As we reported on 7 January the state of Guatemala was found to have so obstructed the progress of the case against those accused of the Dos Erres massacre that it constituted a denial of the right to justice. Following this verdict from the Interamerican Court of Human Rights the Guatemalan Supreme Court also spoke on 8 February. It has ordered that the case should continue its course through the courts, and that the arrest warrants for the 17 accused be followed
up. On 12 February news came through of two arrests of former kaibiles who are accused.
This case has been held back at every turn by the use of amparos, which are a sort of injunction requiring some point of law to be clarified, often up to the Constitutional Court.
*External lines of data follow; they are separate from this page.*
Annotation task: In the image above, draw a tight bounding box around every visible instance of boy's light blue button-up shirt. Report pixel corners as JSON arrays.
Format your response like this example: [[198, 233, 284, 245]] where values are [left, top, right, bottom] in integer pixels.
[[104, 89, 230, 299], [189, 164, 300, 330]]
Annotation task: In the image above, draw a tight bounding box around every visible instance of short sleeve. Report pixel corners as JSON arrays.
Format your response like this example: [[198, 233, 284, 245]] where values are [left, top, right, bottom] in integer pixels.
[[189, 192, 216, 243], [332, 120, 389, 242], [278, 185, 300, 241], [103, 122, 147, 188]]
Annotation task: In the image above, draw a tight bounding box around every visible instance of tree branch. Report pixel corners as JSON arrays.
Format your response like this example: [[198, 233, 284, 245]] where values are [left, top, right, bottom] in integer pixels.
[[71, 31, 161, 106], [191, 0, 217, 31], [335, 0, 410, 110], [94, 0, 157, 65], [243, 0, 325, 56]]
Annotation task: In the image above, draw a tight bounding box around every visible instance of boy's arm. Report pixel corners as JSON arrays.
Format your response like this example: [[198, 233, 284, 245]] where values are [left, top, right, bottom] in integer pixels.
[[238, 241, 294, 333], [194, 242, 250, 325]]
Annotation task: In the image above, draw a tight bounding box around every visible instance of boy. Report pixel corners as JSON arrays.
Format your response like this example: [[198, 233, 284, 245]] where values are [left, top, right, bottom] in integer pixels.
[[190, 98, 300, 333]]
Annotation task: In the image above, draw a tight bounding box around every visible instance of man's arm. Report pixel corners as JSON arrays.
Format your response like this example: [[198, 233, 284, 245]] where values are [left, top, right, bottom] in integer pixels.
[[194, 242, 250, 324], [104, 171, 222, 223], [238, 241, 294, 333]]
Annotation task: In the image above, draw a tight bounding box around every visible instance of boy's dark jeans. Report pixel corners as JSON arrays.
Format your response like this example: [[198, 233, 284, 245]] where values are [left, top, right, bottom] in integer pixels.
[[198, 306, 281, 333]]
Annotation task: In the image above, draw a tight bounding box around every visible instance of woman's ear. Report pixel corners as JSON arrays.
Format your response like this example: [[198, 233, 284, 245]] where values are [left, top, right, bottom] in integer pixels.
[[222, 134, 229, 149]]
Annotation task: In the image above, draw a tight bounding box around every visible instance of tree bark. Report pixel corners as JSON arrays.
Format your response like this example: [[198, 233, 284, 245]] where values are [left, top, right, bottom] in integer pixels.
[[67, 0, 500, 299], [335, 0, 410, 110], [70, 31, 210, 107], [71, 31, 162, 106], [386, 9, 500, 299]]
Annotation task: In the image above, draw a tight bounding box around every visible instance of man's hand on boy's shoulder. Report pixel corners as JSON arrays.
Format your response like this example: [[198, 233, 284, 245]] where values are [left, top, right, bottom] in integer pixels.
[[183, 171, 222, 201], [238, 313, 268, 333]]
The net effect is to bog the process down in a litigious mud of the consistency familiar to those of us who are unfortunate to have got stuck on a road in the Peten in the rainy season. By the time of the Interamerican Court decision a record 40 amparos were pending.
FAMDEGUA, the Association of the Families of the Detained and Disappeared in Guatemala, has been closely associated with this case for years. They promoted the exhumation of the site and brought the case in the Interamerican Court. In a statement from FAMDEGUA and other organisations, attached (only in Spanish at the moment – English shortly), the organisation welcomes the Supreme Courts action and demands that the various organs of the state now fulfil their duties to the victims by capturing the accused and letting the case proceed.
FAMDEGUA has now waited 27 years for justice – and their long wait has not been without risk to themselves, as their office was attackedin broad daylight in 2000 by several armed men. Let’s hope that at last we have reached the beginning of the end and not just more endless beginning.